In deze zaak gaat het om een hoger beroep van belanghebbende, [X] [Z], tegen de uitspraak van de rechtbank Overijssel van 16 april 2019, waarin de waarde van de onroerende zaak aan de [a-straat] 40 te [Z] werd vastgesteld op € 385.000 door de heffingsambtenaar van het Gemeentelijk Belastingkantoor Twente. De waarde was vastgesteld per waardepeildatum 1 januari 2017. Belanghebbende was het niet eens met deze vaststelling en heeft hoger beroep ingesteld. De heffingsambtenaar heeft de waarde in zijn uitspraak op bezwaar gehandhaafd, wat leidde tot het beroep bij de rechtbank, dat ongegrond werd verklaard.
Tijdens de zitting op 15 december 2020, die digitaal plaatsvond, zijn beide partijen gehoord. Belanghebbende stelde dat de waarde te hoog was vastgesteld en concludeerde tot een vermindering naar € 340.000. De heffingsambtenaar betwistte dit en concludeerde tot bevestiging van de uitspraak van de rechtbank. Het Hof heeft de argumenten van beide partijen overwogen, inclusief de door hen overgelegde taxatierapporten en referentieobjecten.

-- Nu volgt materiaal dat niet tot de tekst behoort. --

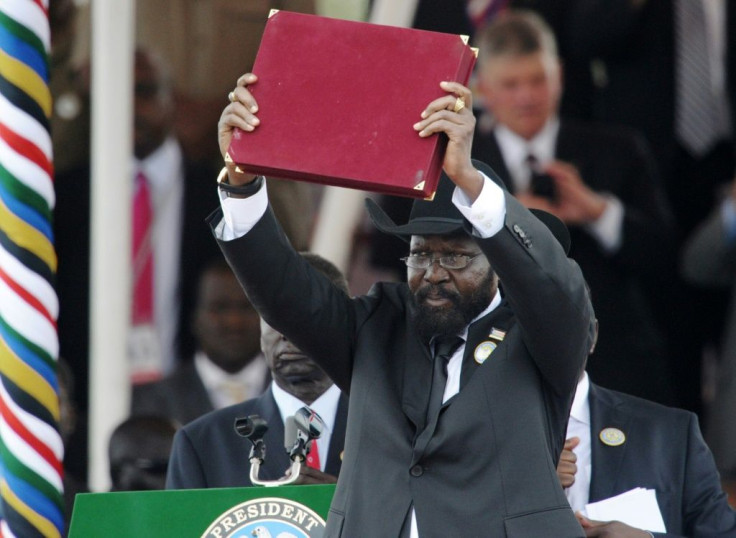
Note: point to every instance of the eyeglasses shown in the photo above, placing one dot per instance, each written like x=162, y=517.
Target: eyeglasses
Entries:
x=446, y=261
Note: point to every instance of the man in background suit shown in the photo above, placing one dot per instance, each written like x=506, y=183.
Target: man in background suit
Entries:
x=621, y=442
x=641, y=50
x=709, y=260
x=187, y=195
x=228, y=366
x=209, y=453
x=600, y=181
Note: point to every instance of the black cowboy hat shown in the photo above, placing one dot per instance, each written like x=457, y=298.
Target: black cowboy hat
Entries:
x=440, y=216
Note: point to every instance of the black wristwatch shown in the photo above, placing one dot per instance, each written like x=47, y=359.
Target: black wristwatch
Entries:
x=249, y=189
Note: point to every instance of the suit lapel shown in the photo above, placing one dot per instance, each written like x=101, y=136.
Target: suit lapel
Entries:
x=337, y=441
x=606, y=411
x=500, y=318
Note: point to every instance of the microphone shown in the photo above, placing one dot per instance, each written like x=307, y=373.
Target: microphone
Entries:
x=309, y=426
x=290, y=433
x=253, y=428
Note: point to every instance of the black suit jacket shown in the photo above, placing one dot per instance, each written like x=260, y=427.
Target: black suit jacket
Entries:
x=208, y=453
x=664, y=451
x=72, y=235
x=617, y=161
x=489, y=467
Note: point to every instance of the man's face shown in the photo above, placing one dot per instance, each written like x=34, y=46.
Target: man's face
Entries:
x=225, y=323
x=292, y=370
x=153, y=107
x=447, y=300
x=522, y=92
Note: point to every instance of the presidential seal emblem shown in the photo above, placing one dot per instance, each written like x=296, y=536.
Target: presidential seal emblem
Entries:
x=483, y=351
x=269, y=517
x=612, y=437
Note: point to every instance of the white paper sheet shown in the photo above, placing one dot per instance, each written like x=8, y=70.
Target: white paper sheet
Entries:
x=637, y=507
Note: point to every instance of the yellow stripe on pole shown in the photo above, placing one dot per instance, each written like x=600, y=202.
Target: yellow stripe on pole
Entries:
x=25, y=78
x=28, y=380
x=27, y=237
x=45, y=527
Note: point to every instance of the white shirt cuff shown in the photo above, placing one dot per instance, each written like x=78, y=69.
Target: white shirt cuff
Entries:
x=240, y=215
x=487, y=213
x=608, y=228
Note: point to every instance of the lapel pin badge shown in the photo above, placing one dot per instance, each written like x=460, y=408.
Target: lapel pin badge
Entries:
x=612, y=437
x=484, y=349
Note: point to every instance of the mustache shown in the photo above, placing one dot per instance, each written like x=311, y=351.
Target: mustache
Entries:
x=436, y=291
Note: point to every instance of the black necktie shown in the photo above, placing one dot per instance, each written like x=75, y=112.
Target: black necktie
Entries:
x=443, y=350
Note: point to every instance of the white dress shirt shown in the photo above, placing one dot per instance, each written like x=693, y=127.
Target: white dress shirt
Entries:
x=326, y=408
x=250, y=380
x=607, y=229
x=579, y=426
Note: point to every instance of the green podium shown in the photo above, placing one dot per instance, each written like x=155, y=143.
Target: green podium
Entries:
x=274, y=512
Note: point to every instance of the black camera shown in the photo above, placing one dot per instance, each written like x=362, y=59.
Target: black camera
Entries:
x=543, y=185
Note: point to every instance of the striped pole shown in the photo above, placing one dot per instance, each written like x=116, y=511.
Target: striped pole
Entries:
x=31, y=449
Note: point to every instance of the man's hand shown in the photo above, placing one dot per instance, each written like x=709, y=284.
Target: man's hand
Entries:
x=566, y=468
x=576, y=203
x=609, y=529
x=442, y=116
x=240, y=113
x=309, y=476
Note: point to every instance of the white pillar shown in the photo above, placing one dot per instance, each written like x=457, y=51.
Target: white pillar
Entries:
x=112, y=118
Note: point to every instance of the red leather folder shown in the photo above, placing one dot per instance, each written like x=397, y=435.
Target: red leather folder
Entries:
x=338, y=100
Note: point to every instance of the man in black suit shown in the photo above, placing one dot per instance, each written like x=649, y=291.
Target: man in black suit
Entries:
x=227, y=367
x=601, y=182
x=208, y=453
x=459, y=392
x=632, y=443
x=640, y=50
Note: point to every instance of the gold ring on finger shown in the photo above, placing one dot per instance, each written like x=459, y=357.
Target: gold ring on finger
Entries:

Het Hof oordeelde dat de heffingsambtenaar niet voldoende had aangetoond dat de waarde van de onroerende zaak niet hoger was dan de waarde in het economische verkeer. Het Hof heeft de waarde van de onroerende zaak vastgesteld op € 380.000, wat resulteerde in een gegrondverklaring van het hoger beroep. De uitspraak van de rechtbank en de uitspraak op bezwaar zijn vernietigd, en de heffingsambtenaar is veroordeeld tot het vergoeden van de proceskosten van belanghebbende, die in totaal € 2.666 bedragen. De heffingsambtenaar moet ook het betaalde griffierecht vergoeden.